The move is aimed at reducing overall costs by securing longer-term supply agreements and avoiding steep price rises for commodities such as flour.
"We can set the prices for six months, sometimes for a year or two, and that protects the franchisee from all the fluctuations in the costs." Mr al Hamar said.
It is a timely move, given the steep rise in worldwide commodity prices in the past six months. After reaching record-high prices in 2008 prices for foodstuffs slipped, according to the UN's Food and Agriculture Organisation.
Its index, which takes into account meat, dairy, cereals, oils and sugar, fell almost 35 per cent to 139 in February last year from 213.5 in June 2008.
Since then it has risen 42 per cent to 197.1 last month. The price of wheat, in particular, has surged because of drought in exporting countries and a ban on wheat exports by Russia.
The benchmark US wheat price averaged US$291 a tonne, 37 per cent higher than it was a year ago and 60 per cent higher than at the start of the season in July, the Food and Agriculture Organisation says.
"International prices of nearly all the commodities included in the index rose but in particular sugar, soybeans and coarse grains," it said in this month's global food price monitor report. Europe and North America have had their own purchasing co-operative for some time, but until now franchisees in the Middle East had to negotiate on their own or on a country-wide basis.
Mr al Hamar said he used to negotiate with suppliers on behalf of the 100 Subway shops in the UAE, but the new purchasing co-operative should be able to procure even better prices.

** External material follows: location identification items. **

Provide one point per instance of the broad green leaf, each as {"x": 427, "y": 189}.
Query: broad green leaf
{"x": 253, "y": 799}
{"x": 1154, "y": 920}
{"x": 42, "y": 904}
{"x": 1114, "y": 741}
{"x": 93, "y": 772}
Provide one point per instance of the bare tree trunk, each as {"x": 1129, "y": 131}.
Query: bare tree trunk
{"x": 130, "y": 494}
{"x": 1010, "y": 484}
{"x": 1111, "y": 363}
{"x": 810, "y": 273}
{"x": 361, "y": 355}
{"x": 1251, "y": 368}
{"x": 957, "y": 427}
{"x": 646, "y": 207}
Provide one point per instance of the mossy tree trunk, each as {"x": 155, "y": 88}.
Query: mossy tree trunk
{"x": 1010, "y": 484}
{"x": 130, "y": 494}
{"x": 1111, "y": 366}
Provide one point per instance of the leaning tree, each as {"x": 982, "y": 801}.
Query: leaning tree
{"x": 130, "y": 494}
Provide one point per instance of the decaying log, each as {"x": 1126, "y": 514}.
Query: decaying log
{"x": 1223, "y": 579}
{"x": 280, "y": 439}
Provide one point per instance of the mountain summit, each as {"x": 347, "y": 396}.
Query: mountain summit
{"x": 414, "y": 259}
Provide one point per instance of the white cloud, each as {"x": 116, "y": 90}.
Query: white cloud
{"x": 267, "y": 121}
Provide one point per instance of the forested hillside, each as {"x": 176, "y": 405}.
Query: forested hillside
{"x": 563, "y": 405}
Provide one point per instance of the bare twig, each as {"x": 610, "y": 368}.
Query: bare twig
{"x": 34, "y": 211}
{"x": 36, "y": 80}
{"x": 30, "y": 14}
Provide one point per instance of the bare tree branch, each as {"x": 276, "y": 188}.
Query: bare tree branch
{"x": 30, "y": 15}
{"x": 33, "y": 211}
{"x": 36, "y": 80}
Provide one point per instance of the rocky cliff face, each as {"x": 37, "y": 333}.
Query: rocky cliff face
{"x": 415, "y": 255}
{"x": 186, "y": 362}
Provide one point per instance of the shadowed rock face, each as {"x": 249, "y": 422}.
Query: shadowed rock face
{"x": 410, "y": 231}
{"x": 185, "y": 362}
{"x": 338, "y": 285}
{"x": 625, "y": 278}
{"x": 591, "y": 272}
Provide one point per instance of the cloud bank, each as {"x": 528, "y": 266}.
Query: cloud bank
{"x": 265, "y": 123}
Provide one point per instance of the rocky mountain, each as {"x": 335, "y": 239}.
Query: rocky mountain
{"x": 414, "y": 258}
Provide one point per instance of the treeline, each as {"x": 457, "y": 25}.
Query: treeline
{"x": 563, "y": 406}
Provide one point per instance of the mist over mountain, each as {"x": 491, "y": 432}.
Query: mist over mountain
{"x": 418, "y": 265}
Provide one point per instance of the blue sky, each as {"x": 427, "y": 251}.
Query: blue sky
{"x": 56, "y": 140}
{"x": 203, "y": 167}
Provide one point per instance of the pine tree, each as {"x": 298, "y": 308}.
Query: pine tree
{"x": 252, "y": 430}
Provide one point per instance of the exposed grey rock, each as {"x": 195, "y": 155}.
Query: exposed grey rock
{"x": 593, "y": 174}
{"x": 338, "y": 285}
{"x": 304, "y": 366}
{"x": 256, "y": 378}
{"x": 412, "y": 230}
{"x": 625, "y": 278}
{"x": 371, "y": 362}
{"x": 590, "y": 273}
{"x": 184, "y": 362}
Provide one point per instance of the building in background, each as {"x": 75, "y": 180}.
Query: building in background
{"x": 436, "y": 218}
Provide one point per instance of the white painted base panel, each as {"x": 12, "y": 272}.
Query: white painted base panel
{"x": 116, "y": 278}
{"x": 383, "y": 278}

"Informally, we did it to the best of our abilities," he said. "Now we've got professional buyers that do this for a living."
There are now 250 Subway shops across the GCC region as well as others in Lebanon, Jordan and Egypt, but Mr al Hamar expects this number to reach 500 by 2015. In the UAE alone, the company aims to reach 200 stores in the next five years, he said.
It is a lofty target given that the population growth in the UAE has slowed. But Mr al Hamar is banking that the spending power of the UAE will grow over the next five years.
"If you look at the population growth in the past 10 years, the major part of that population growth came from labourers who were building all those beautiful buildings you are looking at," he said.
"Burj Khalifa had 12,000 people, at one point, building it. They're gone. Now we have replaced that 12,000 with maybe 1,000 people.
"You're putting in people who are probably going to be middle class, white-collar workers, who are going to have a decent income. And that's really going to bring up the UAE once that happens."